Why America’s Youngest Buyers Are Flocking to Luxury Real Estate

Younger buyers are snapping up luxury properties in the U.S. Courtesy Halstead Property

While global geopolitical uncertainty is worrying players in the low and mid-range sectors of the American real estate market, a new report suggests demand for luxury properties is booming and gaining ground from a surprising source: younger buyers.

Last month, Luxury Portfolio International released an in-depth look at this new category of customers entitled, “The Rise of the New Aristocracy.” It breaks down the growth of wealth in key markets and what this new demographic—primarily aged between 25 and 49—wants in real estate. It builds off of a similar report that Beauchamp Estates published in January 2017.

“Buyers are getting younger,” confirms San Francisco agent Mary Macpherson of Paragon Group, which is part of Luxury Portfolio International. “And they know what they want. They’re doing research beforehand and are surprisingly educated about real estate.”

The Luxury Portfolio International report says that 54 percent of these buyers are looking for urban living and, in Macpherson’s ultra-competitive market, young couples are paying above top dollar to do just that.

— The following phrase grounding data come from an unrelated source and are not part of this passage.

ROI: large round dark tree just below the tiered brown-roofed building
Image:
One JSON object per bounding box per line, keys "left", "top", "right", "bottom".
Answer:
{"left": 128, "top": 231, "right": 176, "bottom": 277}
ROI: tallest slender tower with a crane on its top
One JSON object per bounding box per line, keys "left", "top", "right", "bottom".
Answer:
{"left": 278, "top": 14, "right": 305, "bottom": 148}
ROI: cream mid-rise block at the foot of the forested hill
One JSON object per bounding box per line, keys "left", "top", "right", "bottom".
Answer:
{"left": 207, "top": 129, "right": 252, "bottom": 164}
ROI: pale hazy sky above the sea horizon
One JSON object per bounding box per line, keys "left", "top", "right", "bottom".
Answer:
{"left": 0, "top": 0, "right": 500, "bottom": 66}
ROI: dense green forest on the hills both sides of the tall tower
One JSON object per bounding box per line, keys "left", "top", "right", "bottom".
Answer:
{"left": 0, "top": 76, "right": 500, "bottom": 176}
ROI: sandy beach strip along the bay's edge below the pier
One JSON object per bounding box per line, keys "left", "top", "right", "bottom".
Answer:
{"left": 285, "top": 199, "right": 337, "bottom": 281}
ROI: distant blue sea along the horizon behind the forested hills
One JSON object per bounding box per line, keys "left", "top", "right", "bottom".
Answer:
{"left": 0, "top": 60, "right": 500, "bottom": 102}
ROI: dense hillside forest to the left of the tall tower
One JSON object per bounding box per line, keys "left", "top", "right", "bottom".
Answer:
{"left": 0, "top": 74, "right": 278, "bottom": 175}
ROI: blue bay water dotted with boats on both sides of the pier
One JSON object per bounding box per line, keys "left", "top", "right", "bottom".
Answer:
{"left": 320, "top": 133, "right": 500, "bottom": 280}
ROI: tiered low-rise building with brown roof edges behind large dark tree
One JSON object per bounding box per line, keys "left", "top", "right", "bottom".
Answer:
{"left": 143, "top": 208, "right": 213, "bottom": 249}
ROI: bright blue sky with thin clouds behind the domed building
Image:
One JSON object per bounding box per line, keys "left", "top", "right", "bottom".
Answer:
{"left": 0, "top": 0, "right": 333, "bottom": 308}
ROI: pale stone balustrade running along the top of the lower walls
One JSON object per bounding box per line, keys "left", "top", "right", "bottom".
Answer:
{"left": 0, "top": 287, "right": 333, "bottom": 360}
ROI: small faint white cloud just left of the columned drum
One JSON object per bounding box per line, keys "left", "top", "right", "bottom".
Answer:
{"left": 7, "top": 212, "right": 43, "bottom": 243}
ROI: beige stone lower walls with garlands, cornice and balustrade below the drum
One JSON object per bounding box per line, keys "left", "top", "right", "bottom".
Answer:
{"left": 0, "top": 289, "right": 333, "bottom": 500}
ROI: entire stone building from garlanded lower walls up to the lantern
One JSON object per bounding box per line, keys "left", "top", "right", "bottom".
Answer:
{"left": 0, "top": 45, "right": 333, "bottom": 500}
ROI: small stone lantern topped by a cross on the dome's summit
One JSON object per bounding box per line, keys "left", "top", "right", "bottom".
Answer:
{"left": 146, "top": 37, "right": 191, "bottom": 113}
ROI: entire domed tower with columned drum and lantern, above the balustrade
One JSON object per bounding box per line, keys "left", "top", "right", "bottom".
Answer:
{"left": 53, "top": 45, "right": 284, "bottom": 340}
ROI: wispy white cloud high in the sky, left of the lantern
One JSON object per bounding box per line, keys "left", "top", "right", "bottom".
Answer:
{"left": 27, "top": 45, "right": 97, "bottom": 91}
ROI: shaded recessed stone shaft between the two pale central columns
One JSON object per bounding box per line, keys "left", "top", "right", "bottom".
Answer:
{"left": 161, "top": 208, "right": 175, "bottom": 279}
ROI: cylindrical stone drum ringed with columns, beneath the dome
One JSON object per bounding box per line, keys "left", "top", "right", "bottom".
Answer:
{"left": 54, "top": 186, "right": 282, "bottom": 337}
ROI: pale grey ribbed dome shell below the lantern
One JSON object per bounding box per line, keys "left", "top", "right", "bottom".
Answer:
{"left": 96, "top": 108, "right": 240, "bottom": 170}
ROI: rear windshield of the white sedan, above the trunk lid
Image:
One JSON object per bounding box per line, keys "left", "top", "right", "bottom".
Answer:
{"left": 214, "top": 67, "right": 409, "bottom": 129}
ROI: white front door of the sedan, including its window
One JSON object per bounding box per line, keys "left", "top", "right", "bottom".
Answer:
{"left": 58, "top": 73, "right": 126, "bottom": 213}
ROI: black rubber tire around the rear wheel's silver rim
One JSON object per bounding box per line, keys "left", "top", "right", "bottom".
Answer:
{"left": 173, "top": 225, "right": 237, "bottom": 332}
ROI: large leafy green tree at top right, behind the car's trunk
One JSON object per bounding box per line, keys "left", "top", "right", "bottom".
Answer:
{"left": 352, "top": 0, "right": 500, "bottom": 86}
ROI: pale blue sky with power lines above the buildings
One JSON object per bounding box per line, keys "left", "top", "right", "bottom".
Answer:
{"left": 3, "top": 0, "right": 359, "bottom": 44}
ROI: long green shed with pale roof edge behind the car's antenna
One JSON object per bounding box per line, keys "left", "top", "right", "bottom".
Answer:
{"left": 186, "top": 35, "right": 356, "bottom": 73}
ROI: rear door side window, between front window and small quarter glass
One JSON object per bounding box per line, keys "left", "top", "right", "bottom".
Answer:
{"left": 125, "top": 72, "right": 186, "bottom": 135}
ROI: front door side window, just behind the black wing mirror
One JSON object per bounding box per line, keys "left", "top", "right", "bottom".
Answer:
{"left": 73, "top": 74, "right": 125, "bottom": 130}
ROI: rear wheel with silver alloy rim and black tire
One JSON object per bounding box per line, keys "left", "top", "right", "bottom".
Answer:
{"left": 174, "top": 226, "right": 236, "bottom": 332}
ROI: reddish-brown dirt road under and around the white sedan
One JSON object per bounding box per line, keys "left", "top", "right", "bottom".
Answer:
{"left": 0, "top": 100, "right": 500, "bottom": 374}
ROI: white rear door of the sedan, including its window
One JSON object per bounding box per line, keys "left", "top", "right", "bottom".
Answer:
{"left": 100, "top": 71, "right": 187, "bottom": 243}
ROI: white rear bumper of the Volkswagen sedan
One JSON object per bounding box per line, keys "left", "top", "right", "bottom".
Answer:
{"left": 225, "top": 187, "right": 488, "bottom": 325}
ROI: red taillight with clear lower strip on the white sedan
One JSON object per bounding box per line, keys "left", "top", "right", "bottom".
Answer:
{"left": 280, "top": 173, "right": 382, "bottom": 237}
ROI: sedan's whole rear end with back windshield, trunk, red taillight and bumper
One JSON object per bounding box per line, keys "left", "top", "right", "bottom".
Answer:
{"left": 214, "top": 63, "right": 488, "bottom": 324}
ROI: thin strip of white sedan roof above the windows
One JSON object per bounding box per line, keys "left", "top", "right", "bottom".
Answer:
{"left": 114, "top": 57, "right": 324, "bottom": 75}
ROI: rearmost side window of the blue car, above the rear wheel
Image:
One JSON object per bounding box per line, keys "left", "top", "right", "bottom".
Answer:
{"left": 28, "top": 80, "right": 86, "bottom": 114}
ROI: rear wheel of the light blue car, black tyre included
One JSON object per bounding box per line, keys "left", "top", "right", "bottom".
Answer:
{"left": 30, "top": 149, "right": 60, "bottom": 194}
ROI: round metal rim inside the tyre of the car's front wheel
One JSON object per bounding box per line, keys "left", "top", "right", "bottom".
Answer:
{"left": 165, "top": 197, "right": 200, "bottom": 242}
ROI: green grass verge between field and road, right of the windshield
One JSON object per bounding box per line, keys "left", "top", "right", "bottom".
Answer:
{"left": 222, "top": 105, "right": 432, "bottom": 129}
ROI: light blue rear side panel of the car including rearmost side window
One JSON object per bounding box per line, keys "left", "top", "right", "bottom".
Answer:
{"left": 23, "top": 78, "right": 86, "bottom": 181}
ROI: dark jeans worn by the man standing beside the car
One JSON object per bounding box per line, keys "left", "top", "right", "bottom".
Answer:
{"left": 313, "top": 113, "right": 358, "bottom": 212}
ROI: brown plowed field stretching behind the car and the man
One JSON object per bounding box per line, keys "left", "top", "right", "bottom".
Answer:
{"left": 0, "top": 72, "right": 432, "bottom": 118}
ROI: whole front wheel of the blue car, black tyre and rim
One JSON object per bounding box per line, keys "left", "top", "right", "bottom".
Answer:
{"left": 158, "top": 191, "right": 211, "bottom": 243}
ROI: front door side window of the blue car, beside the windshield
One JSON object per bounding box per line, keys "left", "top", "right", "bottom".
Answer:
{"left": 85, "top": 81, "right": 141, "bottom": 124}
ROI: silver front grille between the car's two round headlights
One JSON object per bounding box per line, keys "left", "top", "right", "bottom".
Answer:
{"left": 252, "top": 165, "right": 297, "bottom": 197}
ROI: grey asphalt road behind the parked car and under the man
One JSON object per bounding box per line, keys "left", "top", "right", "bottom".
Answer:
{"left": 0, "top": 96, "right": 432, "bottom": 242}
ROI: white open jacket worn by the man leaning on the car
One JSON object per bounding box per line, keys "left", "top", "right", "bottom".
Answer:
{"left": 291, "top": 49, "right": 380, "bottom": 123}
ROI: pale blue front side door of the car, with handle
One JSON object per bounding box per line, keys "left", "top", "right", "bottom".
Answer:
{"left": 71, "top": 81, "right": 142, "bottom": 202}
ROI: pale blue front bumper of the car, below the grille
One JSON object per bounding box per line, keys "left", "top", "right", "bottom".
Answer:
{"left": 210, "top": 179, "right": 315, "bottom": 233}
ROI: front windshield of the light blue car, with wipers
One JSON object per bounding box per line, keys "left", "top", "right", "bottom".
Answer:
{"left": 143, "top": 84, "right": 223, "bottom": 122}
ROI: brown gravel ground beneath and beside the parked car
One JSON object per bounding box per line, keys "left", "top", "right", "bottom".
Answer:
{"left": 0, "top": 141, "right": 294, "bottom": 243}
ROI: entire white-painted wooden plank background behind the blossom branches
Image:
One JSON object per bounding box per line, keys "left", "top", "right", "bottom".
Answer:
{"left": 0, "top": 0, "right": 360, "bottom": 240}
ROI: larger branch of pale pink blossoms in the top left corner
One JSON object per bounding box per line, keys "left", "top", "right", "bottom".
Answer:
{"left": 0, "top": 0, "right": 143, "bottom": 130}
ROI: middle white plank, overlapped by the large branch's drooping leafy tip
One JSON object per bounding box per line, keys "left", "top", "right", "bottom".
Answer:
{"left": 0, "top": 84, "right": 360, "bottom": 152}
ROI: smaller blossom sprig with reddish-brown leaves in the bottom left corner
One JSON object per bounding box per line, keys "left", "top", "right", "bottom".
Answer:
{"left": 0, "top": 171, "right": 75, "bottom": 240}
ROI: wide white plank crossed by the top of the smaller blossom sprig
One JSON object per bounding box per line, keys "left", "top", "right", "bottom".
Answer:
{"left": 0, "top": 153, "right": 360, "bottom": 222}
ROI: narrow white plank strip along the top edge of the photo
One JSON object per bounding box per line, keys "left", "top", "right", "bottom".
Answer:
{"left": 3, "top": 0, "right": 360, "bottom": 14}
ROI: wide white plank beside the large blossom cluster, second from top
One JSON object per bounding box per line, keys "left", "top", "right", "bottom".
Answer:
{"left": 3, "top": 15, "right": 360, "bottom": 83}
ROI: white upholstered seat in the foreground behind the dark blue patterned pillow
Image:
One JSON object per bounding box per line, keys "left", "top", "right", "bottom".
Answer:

Even with limited inventory at the top end of the market, she sees no signs of this slowing down.

Buyers are looking for flawless properties. Courtesy Chas Everitt

Macpherson also echoed some of the report’s findings that this new crop of buyers is looking for fully connected and wired, turnkey properties with zero flaws. “They’re starting to appreciate more of the architecture here too, but still want all the bells and whistles,” she says.

Further south, in Los Angeles, it’s the rebirth of a storied neighborhood that’s drawing big investment.

“The Sunset Strip is going to look completely different and the ‘Bird Streets’ north of it are desirable,” says David Parnes, Director at The Agency. “To have that combination of the Strip lifestyle with peace and quiet—that’s a big pull.” Several new hotels and entertainment properties are also giving new life to this old stretch of Sunset Boulevard.

Parnes also noted something similar to the findings of the Beauchamp report: high-end buyers are in search of land. While Hollywood Hills West has been able to offer some of that, it’s also sent buyers in search of large lots to Bel-Air and the San Fernando Valley. With the Beauchamp report noting an average price of $2,901 per square foot in highly desirable neighborhoods across the city, it’s a search for value that’s alluring buyers to consider newer areas, too.

Perhaps more so than in other markets, the influence of new Asian money is driving up the price of luxury at the highest ends in two main East Coast markets: the traditional in Manhattan and the upstart in Miami.

Buyers are also looking to snap up property. Courtesy John Daugherty

“They tend to have a need [for] the best that’s out there,” says Leslie J. Garfield agent, Jed Garfield. He predicts a continued increase in foreign investment in the city, especially from countries with political unrest. Above all, American real estate is seen as a solid, safe and stable investment. Garfield noted an increase in Turkish interest amid the country’s recent political troubles.

Miami’s market has skyrocketed with its Association of Realtors reporting 47.6 percent year-over-year growth in the $1 million plus condo sales and 16.7 percent growth in single-family home transactions. Chinese capital has helped drive the increase, in addition to continued support from Latin American and European buyers.

The New Aristocracy report parallels much of the sentiment from these realtors: the wealthy are getting wealthier and value a safe and secure residence now more than ever. The younger portion of this wealth is looking for more community-minded features and will either pay top dollar within an urban environment or pioneer into a new neighborhood to find the exact amenities they’re looking for.

Plainly stated, the American luxury market is thriving and shows no signs of slowing down.